And then the light bulb got really bright, because I was thinking about how uncomfortable I'd be going to church with a load of loser type people (sorry, being honest here), and I realised that that's because I wasn't actually acknowledging what a loser I am. In Christian language, of course, we don't say "loser", we say "sinner", but it came down to the same thing. I wasn't comfortable because I was thinking of myself as somehow better than some other kinds of people, and the fact is that I'm not. I'm only allowed to be a citizen of the Kingdom of God because of what Jesus has done. I certainly don't deserve to be one. And that's the counterintuitive message of the church. We're here for the people whom we probably wouldn't chose as friends. The unreliable ones. The smelly ones. The ones who drink too much and swear too much and don't bring up their children very well. The losers and the users. In short, people like us. Bad, sad, mad and damaged people, like you and like me.
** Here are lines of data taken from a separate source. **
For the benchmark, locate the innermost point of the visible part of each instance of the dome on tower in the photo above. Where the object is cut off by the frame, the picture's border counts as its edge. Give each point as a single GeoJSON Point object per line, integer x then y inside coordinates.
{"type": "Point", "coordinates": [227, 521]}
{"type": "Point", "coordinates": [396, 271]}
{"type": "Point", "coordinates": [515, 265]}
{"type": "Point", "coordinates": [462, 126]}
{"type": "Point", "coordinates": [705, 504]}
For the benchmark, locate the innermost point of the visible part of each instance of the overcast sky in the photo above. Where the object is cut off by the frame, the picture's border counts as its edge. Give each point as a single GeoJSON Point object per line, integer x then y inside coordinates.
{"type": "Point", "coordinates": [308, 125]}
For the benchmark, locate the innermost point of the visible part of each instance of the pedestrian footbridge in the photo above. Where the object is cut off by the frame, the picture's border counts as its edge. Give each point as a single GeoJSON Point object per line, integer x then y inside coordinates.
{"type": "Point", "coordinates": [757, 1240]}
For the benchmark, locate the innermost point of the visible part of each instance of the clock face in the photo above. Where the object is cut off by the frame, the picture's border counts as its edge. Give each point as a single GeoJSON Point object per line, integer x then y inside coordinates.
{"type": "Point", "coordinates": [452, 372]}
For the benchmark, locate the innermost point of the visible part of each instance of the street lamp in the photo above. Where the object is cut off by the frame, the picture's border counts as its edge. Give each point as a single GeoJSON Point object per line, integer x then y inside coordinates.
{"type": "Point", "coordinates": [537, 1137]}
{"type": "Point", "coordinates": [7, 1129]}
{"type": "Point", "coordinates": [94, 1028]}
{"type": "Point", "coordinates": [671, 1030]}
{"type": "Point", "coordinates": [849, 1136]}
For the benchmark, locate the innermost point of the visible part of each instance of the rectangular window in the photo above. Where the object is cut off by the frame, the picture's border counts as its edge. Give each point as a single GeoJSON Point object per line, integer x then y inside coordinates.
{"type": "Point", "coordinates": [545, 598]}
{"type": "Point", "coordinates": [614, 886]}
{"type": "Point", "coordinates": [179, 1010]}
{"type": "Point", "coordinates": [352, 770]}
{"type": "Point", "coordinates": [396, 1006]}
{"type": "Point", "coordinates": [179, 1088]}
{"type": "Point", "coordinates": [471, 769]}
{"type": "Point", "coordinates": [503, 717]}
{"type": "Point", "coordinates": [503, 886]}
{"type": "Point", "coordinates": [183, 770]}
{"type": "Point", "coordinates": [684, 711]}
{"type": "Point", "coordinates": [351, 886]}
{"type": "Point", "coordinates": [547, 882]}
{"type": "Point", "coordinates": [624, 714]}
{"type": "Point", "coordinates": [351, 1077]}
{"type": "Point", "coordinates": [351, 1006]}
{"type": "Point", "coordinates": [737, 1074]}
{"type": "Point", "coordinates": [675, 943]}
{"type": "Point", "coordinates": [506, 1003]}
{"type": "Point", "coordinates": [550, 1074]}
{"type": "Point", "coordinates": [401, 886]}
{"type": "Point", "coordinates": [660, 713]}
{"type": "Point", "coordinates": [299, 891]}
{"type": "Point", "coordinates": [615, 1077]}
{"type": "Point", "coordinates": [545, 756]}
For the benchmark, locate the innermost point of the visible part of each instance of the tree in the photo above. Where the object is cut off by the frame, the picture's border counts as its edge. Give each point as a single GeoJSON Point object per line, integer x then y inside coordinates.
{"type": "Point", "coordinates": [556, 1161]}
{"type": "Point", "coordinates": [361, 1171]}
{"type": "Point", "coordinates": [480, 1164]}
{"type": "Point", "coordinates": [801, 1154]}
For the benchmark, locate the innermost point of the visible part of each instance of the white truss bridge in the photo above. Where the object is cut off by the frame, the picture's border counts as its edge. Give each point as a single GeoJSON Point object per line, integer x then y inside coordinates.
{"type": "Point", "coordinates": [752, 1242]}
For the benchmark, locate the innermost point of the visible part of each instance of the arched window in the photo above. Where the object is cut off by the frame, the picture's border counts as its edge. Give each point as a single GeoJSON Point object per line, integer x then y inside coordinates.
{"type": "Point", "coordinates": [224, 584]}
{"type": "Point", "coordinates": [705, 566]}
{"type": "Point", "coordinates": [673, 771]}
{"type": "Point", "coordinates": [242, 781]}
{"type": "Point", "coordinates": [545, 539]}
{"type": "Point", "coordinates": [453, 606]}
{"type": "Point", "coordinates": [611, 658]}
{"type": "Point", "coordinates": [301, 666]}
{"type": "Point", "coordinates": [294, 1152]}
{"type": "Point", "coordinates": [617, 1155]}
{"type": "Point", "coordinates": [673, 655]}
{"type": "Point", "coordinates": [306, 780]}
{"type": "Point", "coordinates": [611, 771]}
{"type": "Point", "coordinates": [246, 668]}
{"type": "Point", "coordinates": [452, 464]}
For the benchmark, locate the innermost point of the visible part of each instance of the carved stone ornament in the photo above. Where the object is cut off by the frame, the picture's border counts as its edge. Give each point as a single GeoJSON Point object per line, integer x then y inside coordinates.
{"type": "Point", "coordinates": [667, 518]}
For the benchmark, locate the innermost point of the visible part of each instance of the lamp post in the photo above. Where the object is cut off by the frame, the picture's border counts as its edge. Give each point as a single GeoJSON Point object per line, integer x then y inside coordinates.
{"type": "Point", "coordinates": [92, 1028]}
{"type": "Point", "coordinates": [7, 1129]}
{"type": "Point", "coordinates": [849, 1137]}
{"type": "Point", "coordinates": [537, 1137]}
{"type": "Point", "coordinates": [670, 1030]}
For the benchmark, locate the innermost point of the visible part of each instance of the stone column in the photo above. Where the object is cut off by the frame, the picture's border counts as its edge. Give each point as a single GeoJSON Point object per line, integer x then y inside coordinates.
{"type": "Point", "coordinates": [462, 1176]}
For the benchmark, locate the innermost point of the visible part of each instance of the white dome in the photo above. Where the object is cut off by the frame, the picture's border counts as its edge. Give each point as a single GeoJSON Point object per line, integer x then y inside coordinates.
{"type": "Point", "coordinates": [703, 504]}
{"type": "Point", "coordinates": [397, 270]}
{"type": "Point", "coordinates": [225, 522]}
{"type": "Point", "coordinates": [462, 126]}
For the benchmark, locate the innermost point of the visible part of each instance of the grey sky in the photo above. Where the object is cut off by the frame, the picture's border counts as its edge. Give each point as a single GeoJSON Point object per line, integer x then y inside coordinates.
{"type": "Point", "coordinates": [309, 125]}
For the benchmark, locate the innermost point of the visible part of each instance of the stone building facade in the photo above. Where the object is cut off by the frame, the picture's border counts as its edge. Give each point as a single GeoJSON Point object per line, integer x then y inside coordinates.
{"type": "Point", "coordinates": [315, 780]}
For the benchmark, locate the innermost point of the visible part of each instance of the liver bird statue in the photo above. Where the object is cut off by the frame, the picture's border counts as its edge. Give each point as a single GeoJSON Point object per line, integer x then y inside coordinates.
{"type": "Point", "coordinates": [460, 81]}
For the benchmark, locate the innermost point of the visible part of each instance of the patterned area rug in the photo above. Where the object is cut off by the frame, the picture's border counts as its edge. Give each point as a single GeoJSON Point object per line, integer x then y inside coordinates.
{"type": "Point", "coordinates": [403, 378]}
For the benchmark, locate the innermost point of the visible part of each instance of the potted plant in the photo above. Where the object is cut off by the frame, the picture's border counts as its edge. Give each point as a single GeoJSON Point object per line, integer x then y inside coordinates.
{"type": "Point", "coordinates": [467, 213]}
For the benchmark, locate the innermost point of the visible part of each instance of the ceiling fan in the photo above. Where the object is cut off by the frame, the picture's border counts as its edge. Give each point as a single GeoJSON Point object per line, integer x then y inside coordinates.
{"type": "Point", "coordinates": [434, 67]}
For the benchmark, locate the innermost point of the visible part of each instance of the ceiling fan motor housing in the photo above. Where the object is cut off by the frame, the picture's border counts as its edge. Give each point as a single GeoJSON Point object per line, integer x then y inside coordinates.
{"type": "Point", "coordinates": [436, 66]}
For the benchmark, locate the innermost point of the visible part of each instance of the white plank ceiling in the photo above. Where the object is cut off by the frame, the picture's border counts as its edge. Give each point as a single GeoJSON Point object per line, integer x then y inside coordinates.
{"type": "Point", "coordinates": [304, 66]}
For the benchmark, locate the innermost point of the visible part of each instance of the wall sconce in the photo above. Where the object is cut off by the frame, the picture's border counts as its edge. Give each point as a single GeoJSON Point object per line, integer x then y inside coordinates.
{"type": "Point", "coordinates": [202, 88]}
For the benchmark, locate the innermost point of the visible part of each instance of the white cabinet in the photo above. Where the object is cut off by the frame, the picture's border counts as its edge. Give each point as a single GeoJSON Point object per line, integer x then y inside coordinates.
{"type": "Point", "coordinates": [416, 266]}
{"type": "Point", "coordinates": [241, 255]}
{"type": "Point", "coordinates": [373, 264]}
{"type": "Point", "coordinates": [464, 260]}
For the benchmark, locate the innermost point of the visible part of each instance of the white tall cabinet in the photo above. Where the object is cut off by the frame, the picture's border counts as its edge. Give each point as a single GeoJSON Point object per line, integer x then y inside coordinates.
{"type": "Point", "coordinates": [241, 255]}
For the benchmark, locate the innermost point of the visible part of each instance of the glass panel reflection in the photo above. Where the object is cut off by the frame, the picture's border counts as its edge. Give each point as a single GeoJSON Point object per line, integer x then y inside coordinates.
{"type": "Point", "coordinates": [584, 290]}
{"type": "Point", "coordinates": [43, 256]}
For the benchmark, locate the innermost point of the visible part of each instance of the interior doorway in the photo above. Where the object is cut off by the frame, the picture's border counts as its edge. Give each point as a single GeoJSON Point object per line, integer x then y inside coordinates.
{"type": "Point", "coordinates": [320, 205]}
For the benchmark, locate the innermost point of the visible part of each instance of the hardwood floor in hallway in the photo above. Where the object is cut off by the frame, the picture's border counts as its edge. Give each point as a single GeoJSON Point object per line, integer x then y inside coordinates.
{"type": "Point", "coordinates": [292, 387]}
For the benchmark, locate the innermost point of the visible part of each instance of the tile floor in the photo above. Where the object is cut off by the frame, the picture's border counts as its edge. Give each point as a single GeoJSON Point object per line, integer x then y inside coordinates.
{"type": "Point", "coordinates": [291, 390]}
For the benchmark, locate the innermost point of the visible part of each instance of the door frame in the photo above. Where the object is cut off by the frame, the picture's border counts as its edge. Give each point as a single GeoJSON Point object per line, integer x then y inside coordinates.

And that's why I feel uncomfortable with Christian websites that are full of young attractive people and don't have sad lonely losers with rubbish hair. That's why I'm not sure about asking people permission to pray for them. That's why I think that we can be bold about preaching the Gospel, because we know that it's not going to make us look stupider than we already are, because we're humble: we know that the winners in the Kingdom are the losers in this world. We can get churches full of the kind of people that Jesus came to call. Not the well, but the sick. Like us.